Chaque tour de jeu est composée de 2 phases, une phase d'enchère, puis une phase d'action.

Phase d'enchère :
Les forêts, étangs, parcs, artisans, saltimbanques, cartes prestiges et cartes recrutement sont les enjeux de cette phase à laquelle tous les joueurs prennent part ensemble.
Le premier joueur, désigne un objet pour lequel il souhaite démarrer les enchères. Les autres joueurs peuvent enchérir ou passer. Lorsque tous les joueurs ont passé, sauf 1 , ce dernier gagne l'objet correspondant.
Un nouvel objet est désigné pour l'enchère suivante. Le gagnant de la précédente ne peut pas participer. Il y aura autant d'enchères que de joueurs autour de la table, de façon à ce que chacun puisse acheter un objet. Cependant un type d'objet ne peut être mis aux enchères qu'un seule fois par tour.

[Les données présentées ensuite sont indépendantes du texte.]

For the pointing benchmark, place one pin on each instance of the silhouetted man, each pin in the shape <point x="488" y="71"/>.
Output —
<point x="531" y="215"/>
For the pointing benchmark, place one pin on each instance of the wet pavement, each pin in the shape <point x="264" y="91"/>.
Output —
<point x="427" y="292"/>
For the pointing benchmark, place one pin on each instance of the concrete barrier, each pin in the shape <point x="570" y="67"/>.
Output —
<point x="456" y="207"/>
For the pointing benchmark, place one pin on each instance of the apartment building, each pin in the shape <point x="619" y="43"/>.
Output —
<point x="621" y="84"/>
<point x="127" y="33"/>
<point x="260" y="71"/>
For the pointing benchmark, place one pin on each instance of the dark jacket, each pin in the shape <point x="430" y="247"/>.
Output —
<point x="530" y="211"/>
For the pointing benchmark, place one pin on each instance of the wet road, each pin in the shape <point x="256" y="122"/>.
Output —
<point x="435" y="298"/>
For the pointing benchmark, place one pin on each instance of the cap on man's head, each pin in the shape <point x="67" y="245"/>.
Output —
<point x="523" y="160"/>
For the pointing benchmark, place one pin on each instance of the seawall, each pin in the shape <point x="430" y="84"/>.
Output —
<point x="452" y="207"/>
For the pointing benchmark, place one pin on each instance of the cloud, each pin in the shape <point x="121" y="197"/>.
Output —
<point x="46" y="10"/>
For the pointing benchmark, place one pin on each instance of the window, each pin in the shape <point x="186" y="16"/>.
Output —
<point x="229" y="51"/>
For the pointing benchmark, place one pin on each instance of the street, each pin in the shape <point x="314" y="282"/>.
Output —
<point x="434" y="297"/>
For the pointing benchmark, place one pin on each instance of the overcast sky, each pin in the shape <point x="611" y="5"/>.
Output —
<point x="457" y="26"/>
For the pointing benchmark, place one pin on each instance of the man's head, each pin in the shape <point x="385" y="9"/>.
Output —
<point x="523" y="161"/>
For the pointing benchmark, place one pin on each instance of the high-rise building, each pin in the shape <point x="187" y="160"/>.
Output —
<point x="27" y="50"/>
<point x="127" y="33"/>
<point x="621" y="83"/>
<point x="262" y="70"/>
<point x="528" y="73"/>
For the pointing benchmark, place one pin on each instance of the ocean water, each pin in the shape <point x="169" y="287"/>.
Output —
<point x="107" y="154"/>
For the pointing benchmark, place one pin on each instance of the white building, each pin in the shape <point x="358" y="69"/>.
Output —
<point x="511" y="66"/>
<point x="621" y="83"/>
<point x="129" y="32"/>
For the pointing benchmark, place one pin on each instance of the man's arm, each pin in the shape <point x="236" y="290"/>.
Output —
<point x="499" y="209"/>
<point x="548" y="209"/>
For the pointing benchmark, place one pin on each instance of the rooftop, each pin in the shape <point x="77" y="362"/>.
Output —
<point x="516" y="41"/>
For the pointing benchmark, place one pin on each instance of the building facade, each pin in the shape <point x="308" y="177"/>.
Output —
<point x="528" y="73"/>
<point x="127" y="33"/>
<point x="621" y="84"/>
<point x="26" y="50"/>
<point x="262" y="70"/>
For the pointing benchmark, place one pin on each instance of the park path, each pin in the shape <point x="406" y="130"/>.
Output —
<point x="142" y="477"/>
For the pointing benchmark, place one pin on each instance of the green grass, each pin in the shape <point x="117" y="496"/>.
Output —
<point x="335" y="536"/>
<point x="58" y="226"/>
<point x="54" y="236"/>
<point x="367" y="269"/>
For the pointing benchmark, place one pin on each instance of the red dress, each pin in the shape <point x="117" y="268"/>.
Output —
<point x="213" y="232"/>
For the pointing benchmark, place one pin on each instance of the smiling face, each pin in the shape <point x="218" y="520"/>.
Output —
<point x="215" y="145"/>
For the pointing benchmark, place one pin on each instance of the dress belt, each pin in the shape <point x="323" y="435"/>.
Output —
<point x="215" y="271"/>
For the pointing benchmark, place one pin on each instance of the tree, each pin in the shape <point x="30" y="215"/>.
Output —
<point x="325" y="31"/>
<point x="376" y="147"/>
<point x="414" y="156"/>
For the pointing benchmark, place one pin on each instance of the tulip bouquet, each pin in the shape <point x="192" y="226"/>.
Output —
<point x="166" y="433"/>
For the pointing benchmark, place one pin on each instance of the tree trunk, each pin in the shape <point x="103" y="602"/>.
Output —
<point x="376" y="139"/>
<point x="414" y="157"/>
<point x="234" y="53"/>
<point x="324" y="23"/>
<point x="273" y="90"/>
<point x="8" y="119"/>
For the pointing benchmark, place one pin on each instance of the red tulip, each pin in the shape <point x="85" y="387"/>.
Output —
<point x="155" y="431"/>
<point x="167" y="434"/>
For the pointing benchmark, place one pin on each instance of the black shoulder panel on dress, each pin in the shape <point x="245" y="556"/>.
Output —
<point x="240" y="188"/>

L'intérêt des forêts, des étangs, des parcs et des saltimbanques est d'augmenter la valeur artistique des oeuvres qui seront créées par la suite. Celui des artisans, est de diminuer le coup de construction des bâtiments et de permettre que 2 bâtiments construit dans le domaine se touchent, alors que c'est initialement interdit.
Les cartes prestiges sont quant à elles des contrats, qui, s'ils sont remplis à l'issue de la partie, rapporteront des points supplémentaires de prestige au joueur. Alors que les cartes de recrutement, permettent, comme leur nom l'indique de recruter un personnage ayant déjà été utilisé par un adversaire (un personnage qui a déjà créé une oeuvre), à n'importe quel moment de la partie.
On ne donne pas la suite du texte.